Before Democrat Debra Haaland heads to Congress, she threw a “thank you” party for her supporters on Nov. 26 at Hotel Andaluz in Albuquerque.
Haaland won the seat for District One, defeating contenders, Republican Janice Arnold-Jones and Libertarian Lloyd Princeton, in the November election. She made history by becoming one of two Native American women elected to Congress.
Haaland succeeds Democrat Michelle Lujan-Grisham, who won the New Mexico governor race against Republican Steve Pearce.
“Now, moving forward with all of the things we talked about during the campaign, I feel like I have a lot of support from the community to move forward with the issues that I campaigned on, like climate change and renewable energy and healthcare and public education, protecting our LGBTQ community and immigration and so many other things,” Haaland said.

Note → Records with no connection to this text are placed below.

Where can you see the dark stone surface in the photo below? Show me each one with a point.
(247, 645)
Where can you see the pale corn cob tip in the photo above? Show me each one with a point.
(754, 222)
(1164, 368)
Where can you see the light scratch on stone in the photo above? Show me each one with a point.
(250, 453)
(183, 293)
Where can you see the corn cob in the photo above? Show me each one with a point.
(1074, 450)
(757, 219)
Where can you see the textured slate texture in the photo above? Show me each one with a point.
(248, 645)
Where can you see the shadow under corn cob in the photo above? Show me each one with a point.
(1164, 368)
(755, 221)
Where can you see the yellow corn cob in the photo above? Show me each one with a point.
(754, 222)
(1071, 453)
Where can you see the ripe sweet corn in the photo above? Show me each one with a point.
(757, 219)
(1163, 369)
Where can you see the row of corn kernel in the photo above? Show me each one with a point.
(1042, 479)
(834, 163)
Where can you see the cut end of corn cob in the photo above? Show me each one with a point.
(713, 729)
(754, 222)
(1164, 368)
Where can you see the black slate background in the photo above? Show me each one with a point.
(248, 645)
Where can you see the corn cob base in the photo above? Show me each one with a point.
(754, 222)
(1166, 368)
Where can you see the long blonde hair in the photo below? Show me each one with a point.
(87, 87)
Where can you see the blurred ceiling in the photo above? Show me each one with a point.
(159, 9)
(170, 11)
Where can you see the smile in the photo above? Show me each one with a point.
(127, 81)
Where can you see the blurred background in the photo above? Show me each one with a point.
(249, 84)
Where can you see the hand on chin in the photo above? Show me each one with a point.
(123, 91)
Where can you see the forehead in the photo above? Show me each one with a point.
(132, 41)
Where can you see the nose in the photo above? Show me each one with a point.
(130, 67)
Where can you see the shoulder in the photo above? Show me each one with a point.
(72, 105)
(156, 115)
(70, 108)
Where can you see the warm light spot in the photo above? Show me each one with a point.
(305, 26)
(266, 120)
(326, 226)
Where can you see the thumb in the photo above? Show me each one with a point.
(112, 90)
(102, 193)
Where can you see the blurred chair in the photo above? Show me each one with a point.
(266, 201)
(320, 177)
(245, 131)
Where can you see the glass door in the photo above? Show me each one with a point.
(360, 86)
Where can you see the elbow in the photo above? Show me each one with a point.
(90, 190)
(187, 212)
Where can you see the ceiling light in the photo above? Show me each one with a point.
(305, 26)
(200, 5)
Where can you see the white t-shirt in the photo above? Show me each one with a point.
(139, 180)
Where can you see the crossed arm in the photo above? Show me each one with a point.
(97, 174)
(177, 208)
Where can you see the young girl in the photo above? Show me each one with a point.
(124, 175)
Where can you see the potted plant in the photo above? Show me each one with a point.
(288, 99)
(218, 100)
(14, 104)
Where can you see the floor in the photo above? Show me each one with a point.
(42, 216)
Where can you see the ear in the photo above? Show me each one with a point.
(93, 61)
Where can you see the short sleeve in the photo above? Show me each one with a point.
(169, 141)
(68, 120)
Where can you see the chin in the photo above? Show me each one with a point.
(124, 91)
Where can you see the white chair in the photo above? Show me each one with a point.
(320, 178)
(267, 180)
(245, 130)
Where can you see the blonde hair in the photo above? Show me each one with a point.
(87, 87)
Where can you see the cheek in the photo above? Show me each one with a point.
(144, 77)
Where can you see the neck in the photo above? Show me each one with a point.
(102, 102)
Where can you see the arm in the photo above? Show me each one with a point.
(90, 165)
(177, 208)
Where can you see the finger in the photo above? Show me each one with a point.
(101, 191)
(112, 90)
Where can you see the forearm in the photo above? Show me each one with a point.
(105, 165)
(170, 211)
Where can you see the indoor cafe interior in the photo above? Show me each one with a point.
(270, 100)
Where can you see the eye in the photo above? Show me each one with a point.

In preparation for her Jan. 3 swear-in date, Haaland attended one week of orientation for new members of Congress in Washington, D.C. She listened to lectures about committee processes, ethics rules and the importance of “franking.”
Franking is an official mark or signature on a letter or parcel to indicate government-paid postage.
“Every time that gets sent through the mail, it deducts from your member account,” Haaland said. “It’s all official, that’s the way you reach your constituents.”
Upon arrival in Washington, D.C., Haaland said, she was greeted with excitement — especially as she was among the many women, including women of color who decided to run because of what they had gone through in their own lives, Haaland said.
“People who have been spurred to action because of their personal history and experience, I’m just honored to serve with those people,” Haaland said.
Despite Haaland being greeted with enthusiasm, Associate Professor of Political Science at the University of New Mexico, Michael S. Rocca, Ph.D., said the Democrats can expect gridlock in Congress.
“The complicated factor here is the Senate,” Rocca said. “They’re not going to be able to get much through the United States Senate because it’s still controlled by the Republicans, and in fact, they gained seats in the Senate.”
Democrats are taking the majority in the House of Representatives, so they will control everything from rules to agendas in the House, Rocca said.
Rocca said Haaland had some structural advantages going into the election because District One is comprised mostly of registered Democrats. But, “descriptive representation” also played a role in Haaland’s historic win, she said.
“It’s the idea that that members of Congress, who they are, what they look like, who they represent, that those descriptive attributes matter in how they do their business and how they do their job in the United States Congress, and that’s a very, very powerful thing,” Rocca said.
Haaland said her Native American upbringing contributed to her inspiration to run for office.
Haaland was raised in a Laguna Pueblo military household, but her mother kept her grounded in their Pueblo beliefs, and whenever they were close to New Mexico, they would visit and participate in their culture.
Haaland spent her summers with her grandparents and would walk down with her grandfather to learn the ways of the land and irrigate the fields, she said.
“All of those things, I felt those cultural things influenced my belief that we need to protect our environment, we need to protect our water,” Haaland said. “That language and culture is important, and we should honor those things for the various cultures we have in this country.”
Haaland got her start in politics as a phone volunteer working on various campaigns, showing up in person and knocking on people’s doors, she said.
She recalled being inspired to run for office by Democrat Tim Johnson of South Dakota and his race for the U.S. Senate.
People went to bed that election night thinking Johnson had lost to his opponent, but the next morning he won, thanks to votes from Indian country, Haaland said.
“I remembered back in 2002, I was so inspired by that,” she said. “I feel like that’s really the piece of history that originally got me thinking that I could have a part in getting out Indian votes, and that’s exactly what I did here in New Mexico.”
Melinda Moffitt volunteered her time to Haaland’s campaign by knocking on doors and seeking donations. She said she looks forward to Haaland in Congress.
“I hope that Deb continues to believe her progressive values, and I really think she will, so that we can expect a champion for our environment, for Native peoples, for all people of color and especially those who have been living in poverty and difficult circumstances,” Moffitt said. “I think she’ll be the champion of all people.”
Although the election is over, Haaland has a few more weeks until she occupies the seat, and a fair bit of work to do.
Haaland is seeking an apartment in Washington, D.C., where she will reside Mondays through Thursdays. Meanwhile, she said she is staffing her Albuquerque office to tend to the needs of her constituents before she leaves.
“So those are all things I’ll work on, having a successful transition from New Mexico to D.C., so that I can be ready to hit the ground running on Jan. 3,” Haaland said.